You stole a frozen pizza from the freezer, stuffed it in the back of your shirt then proceeded to leave the party.
I'm not leaving bed today. And i guess my drunken ass last night hit my roommate in the face with a tiki torch then proceeded to cry while carrying around a picture of he who must not being name. I'm a piece of work.
Man, only now that I'm single is it painfully obvious that I have zero booty calls in waiting. This could be a cold winter
I'm going to die alone in my chair and get eaten by my cat. That kind of break up.

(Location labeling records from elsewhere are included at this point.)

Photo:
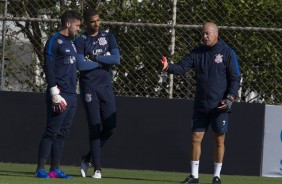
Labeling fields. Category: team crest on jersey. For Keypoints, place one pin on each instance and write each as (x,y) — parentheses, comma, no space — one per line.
(102,41)
(60,41)
(74,48)
(87,97)
(218,58)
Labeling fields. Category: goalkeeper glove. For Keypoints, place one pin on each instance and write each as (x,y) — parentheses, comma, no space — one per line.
(225,105)
(163,64)
(59,103)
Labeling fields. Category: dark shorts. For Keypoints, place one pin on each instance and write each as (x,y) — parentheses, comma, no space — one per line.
(202,120)
(100,107)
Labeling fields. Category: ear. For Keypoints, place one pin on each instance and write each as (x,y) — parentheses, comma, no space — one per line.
(68,24)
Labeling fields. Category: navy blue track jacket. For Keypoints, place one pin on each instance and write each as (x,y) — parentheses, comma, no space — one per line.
(60,63)
(217,74)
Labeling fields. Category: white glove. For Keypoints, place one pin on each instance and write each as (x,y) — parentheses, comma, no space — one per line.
(59,103)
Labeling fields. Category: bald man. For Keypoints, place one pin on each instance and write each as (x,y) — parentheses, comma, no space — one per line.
(217,83)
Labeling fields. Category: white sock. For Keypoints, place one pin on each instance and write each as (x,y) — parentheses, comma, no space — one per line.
(217,169)
(195,168)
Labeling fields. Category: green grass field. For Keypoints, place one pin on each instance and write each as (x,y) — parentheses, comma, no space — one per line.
(11,173)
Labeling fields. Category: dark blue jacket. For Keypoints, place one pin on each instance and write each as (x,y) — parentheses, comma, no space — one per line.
(217,74)
(60,63)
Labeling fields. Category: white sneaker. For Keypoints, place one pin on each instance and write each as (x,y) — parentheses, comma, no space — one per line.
(84,166)
(97,174)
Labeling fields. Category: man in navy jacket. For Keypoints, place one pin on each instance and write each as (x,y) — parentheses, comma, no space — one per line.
(217,82)
(61,98)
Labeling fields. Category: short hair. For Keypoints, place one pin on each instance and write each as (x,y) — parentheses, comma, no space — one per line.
(89,13)
(69,16)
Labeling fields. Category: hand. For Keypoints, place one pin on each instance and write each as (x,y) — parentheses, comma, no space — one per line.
(59,103)
(94,56)
(163,64)
(225,105)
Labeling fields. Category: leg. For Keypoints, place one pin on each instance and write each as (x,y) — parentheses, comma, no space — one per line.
(220,127)
(91,104)
(199,127)
(219,147)
(52,129)
(59,141)
(108,114)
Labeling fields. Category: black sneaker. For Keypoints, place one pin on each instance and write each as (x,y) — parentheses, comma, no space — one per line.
(190,179)
(216,180)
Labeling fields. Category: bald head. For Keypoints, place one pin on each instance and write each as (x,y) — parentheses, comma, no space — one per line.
(210,33)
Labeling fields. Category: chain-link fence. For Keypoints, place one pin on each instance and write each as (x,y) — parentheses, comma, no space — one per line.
(145,30)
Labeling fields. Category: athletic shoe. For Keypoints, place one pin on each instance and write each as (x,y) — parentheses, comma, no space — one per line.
(216,180)
(191,179)
(84,166)
(40,173)
(97,174)
(57,173)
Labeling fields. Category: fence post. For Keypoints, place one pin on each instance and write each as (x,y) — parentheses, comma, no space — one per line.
(172,47)
(3,48)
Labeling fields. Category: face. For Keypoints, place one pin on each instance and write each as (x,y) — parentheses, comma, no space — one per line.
(73,27)
(210,34)
(93,23)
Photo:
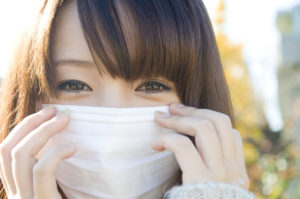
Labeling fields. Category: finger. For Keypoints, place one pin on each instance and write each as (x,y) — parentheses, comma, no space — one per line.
(185,152)
(18,133)
(25,151)
(221,121)
(207,141)
(44,181)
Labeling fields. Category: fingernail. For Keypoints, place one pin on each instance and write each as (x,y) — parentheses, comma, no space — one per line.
(63,114)
(47,110)
(178,105)
(161,114)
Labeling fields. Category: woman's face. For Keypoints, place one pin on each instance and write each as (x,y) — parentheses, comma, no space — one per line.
(79,82)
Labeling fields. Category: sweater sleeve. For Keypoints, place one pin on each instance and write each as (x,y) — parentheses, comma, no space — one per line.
(208,190)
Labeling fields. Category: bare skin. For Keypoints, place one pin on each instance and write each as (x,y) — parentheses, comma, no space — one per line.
(217,156)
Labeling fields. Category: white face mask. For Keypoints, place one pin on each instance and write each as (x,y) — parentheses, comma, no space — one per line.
(114,159)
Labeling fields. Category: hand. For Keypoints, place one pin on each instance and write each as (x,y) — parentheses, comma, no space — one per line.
(22,175)
(217,154)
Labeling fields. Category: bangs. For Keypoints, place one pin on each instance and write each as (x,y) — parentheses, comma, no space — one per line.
(142,39)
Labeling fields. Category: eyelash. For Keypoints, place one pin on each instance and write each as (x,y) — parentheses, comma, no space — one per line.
(65,86)
(159,87)
(149,87)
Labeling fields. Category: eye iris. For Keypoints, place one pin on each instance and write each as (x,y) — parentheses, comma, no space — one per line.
(152,86)
(76,86)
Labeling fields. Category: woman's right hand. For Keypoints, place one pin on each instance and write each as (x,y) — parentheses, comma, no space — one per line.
(21,174)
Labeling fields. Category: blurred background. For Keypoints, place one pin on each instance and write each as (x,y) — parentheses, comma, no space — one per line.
(259,42)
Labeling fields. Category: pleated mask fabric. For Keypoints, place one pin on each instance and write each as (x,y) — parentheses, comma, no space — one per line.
(114,158)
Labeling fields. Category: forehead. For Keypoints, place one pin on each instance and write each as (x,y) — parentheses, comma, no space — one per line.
(68,40)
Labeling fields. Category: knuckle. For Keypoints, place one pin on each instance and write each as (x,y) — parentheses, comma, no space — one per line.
(39,171)
(207,124)
(184,142)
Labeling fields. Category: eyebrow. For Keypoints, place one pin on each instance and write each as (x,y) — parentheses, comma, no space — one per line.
(74,62)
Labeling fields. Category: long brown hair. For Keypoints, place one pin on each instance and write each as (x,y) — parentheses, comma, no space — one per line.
(171,38)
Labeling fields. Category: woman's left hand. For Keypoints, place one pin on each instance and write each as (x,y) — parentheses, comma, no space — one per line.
(218,155)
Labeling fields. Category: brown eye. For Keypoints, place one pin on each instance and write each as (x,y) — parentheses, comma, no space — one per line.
(73,86)
(153,87)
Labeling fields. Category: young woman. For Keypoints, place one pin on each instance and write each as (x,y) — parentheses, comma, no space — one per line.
(120,54)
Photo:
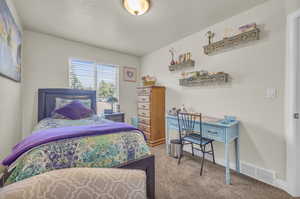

At one point I was giving him a handjob and I started singing Call Me Maybe
One huge ass giant mistake followed by celebatory shots and coors lights thats my day in a nut shell
I guess, all I remember was giving you road head the whole way there so you wouldn't fall asleep.
My life is sponsored by tidy cat kitty litter, Bacardi rum, and plan b.
What kind of present accurately says to my male suitemate "I'm sorry that I accidentally flashed you my vagina while I was super drunk"?
Ate 3 ghost peppers and chased them with Everclear last night. Currently on the toilet cursing the universe and everyone in it.
Dude I love you. So much. Thank u. I'm safea. In allysi lns car. Mine towed. If u loved me ud leand me 500 in the morning. Sleep on it nd let me know.
My alcoholism is old enough to drink.
So, my first week in Saskatchewan ended with me drinking moonshine and getting eaten out in a tractor. I already love it here!